Murusidze is a judge of the Tbilisi Court of Appeals and a member of the High Council of Justice of Georgia (HCOJ), while Chinchaladze is the Chair of the Tbilisi Court of Appeals.
According to the statement, a total of 13 entries were added to the sanctions registry, subjecting them to an asset freeze. In other words, all accounts or other funds and economic resources based in the UK must be frozen, and UK citizens must ‘refrain from dealing with the funds or economic resources or making them available directly or indirectly to or for the benefit of designated persons’ unless a specific exception has been licensed.
In Wednesday’s statement, the UK’s Office of Financial Sanctions Implementation (OFSI) claimed that Chinchaladze and Murusidze are or have been ‘involved in serious corruption by engaging in serious corruption’.
According to the OFSI, both judges ‘received a financial advantage as a reward’ for ‘improperly performing’ their public functions, namely that they improperly asserted their influence in the Tbilisi Court of Appeals to ‘ensure that judicial appointments and decisions favoured the incumbent Georgian Dream party’.
Chinchaladze and Murusidze both received life tenure in the Tbilisi Court of Appeals under Georgian Dream.
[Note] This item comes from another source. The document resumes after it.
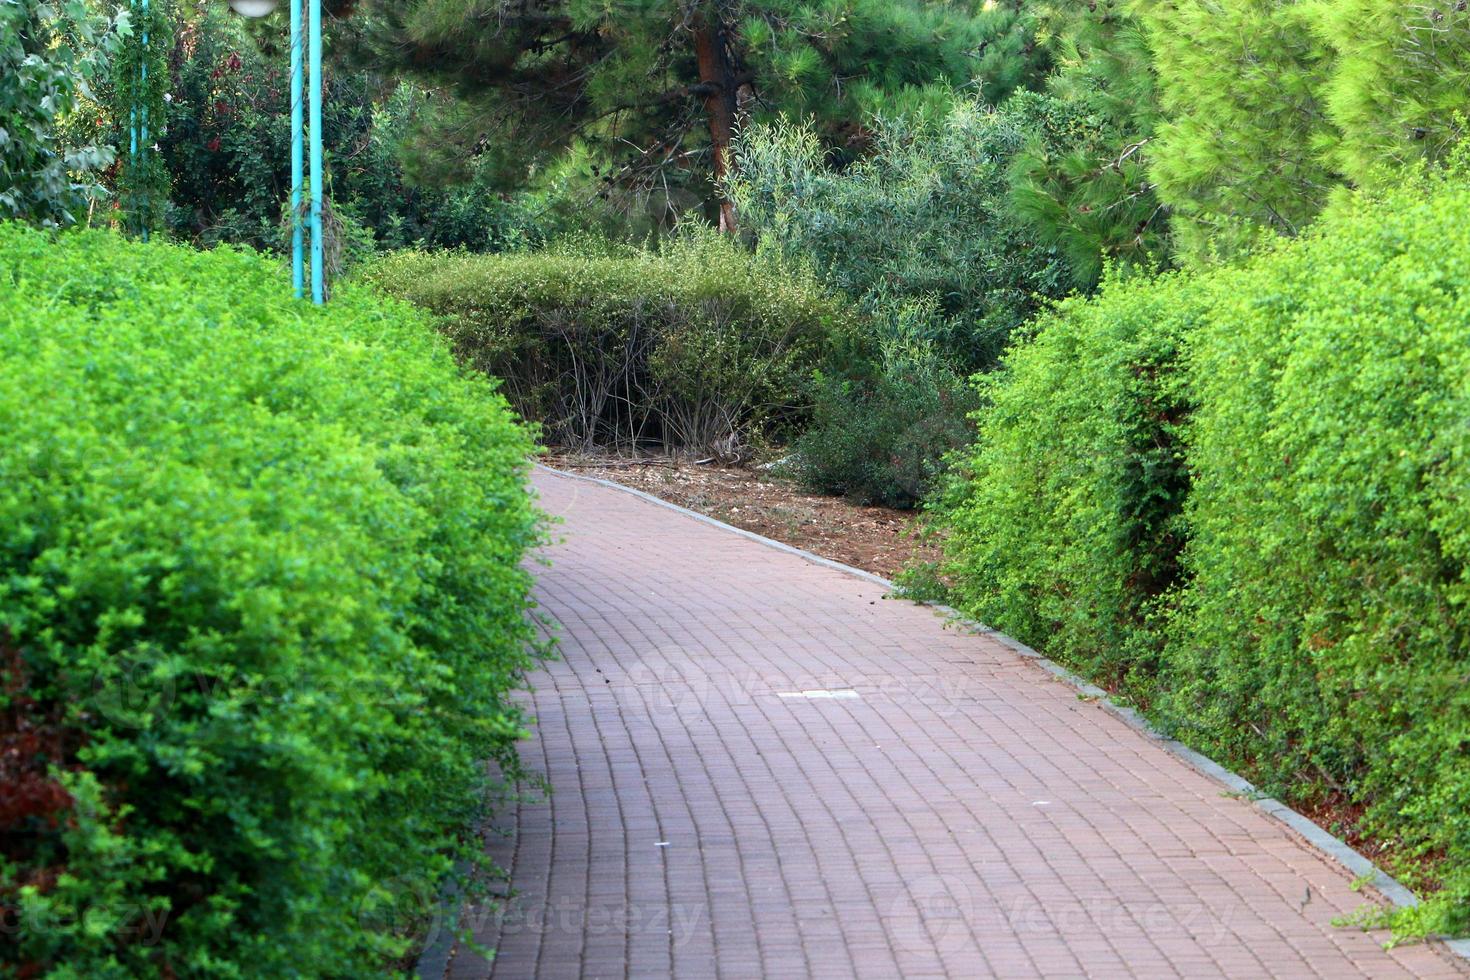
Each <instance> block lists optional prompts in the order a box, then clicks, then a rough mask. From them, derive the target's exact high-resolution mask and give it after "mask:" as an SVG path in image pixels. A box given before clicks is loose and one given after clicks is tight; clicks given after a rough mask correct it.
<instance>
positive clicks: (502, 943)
mask: <svg viewBox="0 0 1470 980" xmlns="http://www.w3.org/2000/svg"><path fill="white" fill-rule="evenodd" d="M357 923H359V926H360V927H362V929H365V930H368V932H372V933H378V934H388V936H395V937H400V939H409V940H412V942H413V943H415V945H417V946H432V945H434V943H435V942H438V940H440V939H441V937H442V936H444V933H445V930H453V932H456V933H457V934H467V936H472V937H475V939H476V940H487V942H490V943H491V945H503V943H506V942H509V940H512V939H514V937H517V936H537V937H539V936H557V934H560V936H582V937H598V936H648V934H653V936H657V937H659V940H660V942H667V943H673V945H675V946H682V945H684V943H688V942H689V940H691V939H694V936H695V932H697V930H698V929H700V927H701V926H707V924H709V909H707V907H706V905H703V904H685V902H629V901H623V899H617V901H610V902H595V901H592V902H585V901H582V898H581V896H576V898H573V896H566V895H563V896H557V898H556V899H553V901H548V902H534V901H529V899H528V898H526V896H523V895H514V896H510V898H481V899H479V901H473V902H466V904H460V902H459V901H456V899H454V898H453V896H448V895H441V892H440V889H438V887H437V886H435V883H434V882H431V880H429V879H428V877H425V876H420V874H403V876H397V877H392V879H387V880H384V882H379V883H376V884H373V886H372V887H370V889H368V892H366V893H365V895H363V898H362V901H360V902H359V907H357Z"/></svg>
Both have also been accused of possessing undisclosed wealth of unknown origin.
In April 2023, a number of Georgian judges, including Chinchaladze and Murusidze, were accused by the US State Department of ‘involvement in significant corruption’ and ‘undermining the rule of law’.
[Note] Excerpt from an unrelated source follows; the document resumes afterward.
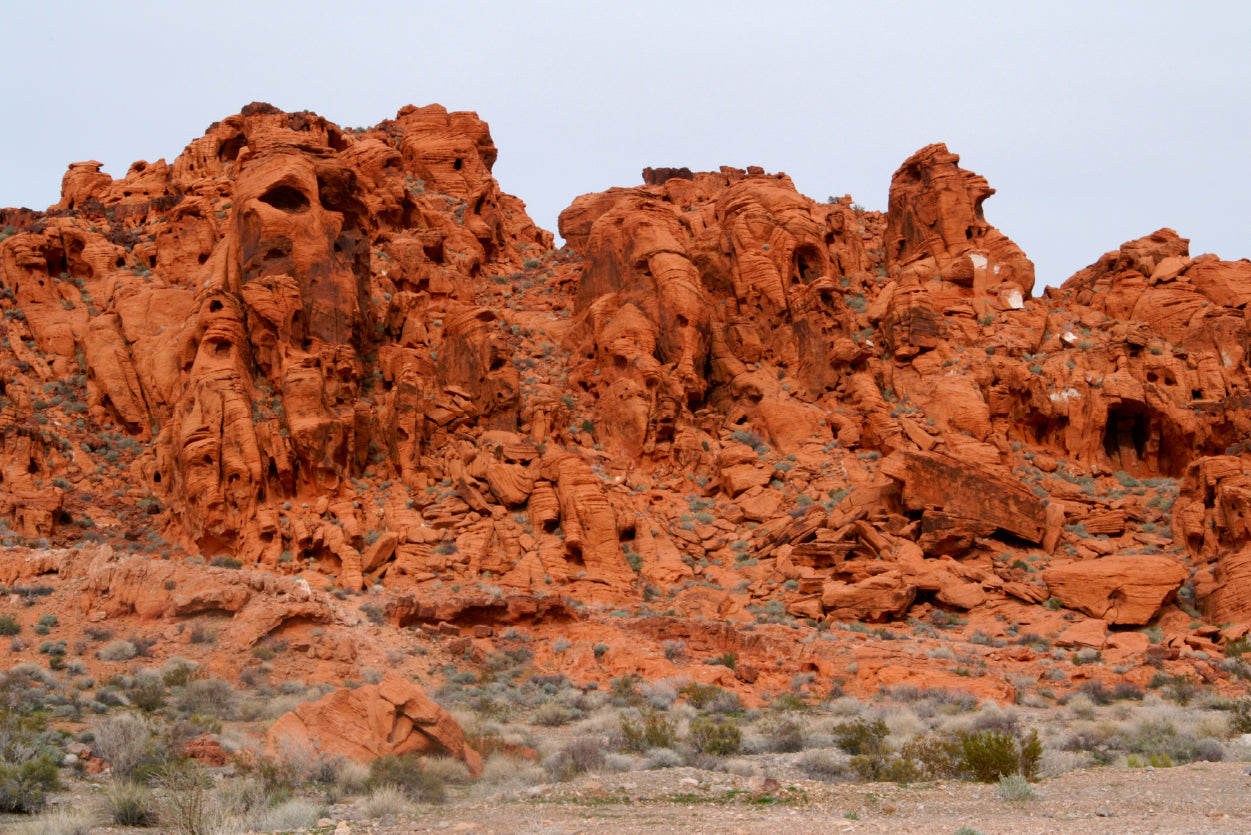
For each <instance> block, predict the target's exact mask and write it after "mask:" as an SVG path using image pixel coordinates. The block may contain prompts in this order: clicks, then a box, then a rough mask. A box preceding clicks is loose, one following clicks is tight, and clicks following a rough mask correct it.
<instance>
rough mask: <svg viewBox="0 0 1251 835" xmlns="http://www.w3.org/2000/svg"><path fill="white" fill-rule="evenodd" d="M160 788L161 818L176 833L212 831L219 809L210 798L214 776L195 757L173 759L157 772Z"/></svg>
mask: <svg viewBox="0 0 1251 835" xmlns="http://www.w3.org/2000/svg"><path fill="white" fill-rule="evenodd" d="M156 782H158V785H159V786H160V789H161V792H160V804H159V807H160V822H161V825H163V826H165V827H168V829H170V830H173V831H174V832H178V834H179V835H213V834H214V832H215V830H216V827H218V820H216V819H218V810H216V807H215V804H214V802H213V780H211V779H210V777H209V774H208V771H206V770H205V767H204V766H201V765H200V764H199V762H196V761H195V760H176V761H174V762H170V764H168V765H166V766H165V767H163V769H160V771H159V772H158V775H156Z"/></svg>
The judges and their immediate family members were subsequently banned from entering the US.
These sanctioned individuals were previously accused of being closely allied with the ruling Georgian Dream party, and of abusing their positions as members of the HCOJ.
The HCOJ is an independent agency responsible for overseeing the judiciary that has faced significant domestic criticism, including allegations that it is run by a ‘clan’ of judges allied with the government and has deliberately stalled judicial reforms.
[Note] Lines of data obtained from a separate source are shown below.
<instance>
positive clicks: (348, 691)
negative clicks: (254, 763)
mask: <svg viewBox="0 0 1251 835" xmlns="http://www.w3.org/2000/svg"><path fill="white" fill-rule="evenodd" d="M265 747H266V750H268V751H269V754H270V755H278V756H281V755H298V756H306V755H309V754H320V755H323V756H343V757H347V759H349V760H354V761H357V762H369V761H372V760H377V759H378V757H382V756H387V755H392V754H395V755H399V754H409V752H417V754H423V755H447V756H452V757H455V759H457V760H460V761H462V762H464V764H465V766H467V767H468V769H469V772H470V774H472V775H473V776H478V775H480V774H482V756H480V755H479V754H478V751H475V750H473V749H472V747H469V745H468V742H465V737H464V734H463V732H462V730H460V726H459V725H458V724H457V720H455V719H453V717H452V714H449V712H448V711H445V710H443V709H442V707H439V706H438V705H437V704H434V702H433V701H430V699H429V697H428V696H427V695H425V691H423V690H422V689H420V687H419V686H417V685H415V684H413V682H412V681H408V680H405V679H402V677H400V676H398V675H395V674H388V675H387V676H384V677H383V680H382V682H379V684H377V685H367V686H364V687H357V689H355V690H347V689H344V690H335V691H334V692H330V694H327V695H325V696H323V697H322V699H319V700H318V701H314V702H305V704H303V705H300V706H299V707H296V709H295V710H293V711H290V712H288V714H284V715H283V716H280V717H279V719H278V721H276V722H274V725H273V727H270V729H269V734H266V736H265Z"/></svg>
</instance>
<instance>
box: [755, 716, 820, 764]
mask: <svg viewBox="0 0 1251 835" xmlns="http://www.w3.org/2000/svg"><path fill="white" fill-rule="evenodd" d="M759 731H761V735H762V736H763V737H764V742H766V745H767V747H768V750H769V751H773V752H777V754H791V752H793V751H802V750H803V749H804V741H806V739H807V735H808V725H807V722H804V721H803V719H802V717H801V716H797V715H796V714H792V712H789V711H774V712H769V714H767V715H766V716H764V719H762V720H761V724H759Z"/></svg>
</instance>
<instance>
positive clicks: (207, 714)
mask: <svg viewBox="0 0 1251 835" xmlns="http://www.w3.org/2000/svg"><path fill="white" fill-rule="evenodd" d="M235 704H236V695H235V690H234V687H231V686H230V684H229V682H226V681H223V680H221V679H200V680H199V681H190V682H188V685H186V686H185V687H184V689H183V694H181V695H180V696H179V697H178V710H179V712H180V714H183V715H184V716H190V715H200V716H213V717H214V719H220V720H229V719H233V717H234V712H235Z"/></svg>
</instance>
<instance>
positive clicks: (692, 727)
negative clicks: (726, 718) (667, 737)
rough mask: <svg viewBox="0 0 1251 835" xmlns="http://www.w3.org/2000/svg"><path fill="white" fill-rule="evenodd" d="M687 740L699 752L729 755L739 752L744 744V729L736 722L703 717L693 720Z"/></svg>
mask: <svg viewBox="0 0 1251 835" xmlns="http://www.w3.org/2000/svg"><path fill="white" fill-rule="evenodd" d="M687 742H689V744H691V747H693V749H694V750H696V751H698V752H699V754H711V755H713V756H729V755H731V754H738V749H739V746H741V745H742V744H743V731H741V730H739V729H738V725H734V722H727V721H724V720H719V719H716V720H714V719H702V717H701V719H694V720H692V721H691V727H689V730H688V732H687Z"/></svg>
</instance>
In response to the criticism, the HCOJ in 2021 accused the US and EU of interfering in Georgia’s judicial independence.
Local watchdogs, and in the past, members of the ruling party, have long warned of the presence of the clan, dating back to the previous government under the United National Movement (UNM).
On Tuesday, Georgia’s fifth President Salome Zourabichvili provided evidence on ‘Russian disinformation’ during a Q&A hearing of the UK Parliament’s Foreign Affairs Committee.
In her testimony, given virtually over Zoom, Zourabichvili highlighted that currently in Georgia, ‘every day brings new repressive laws’, citing the restrictive media and civil society legislation passed in parliament that same day, noting that ‘practically everybody is in one way or another under the repressive laws’.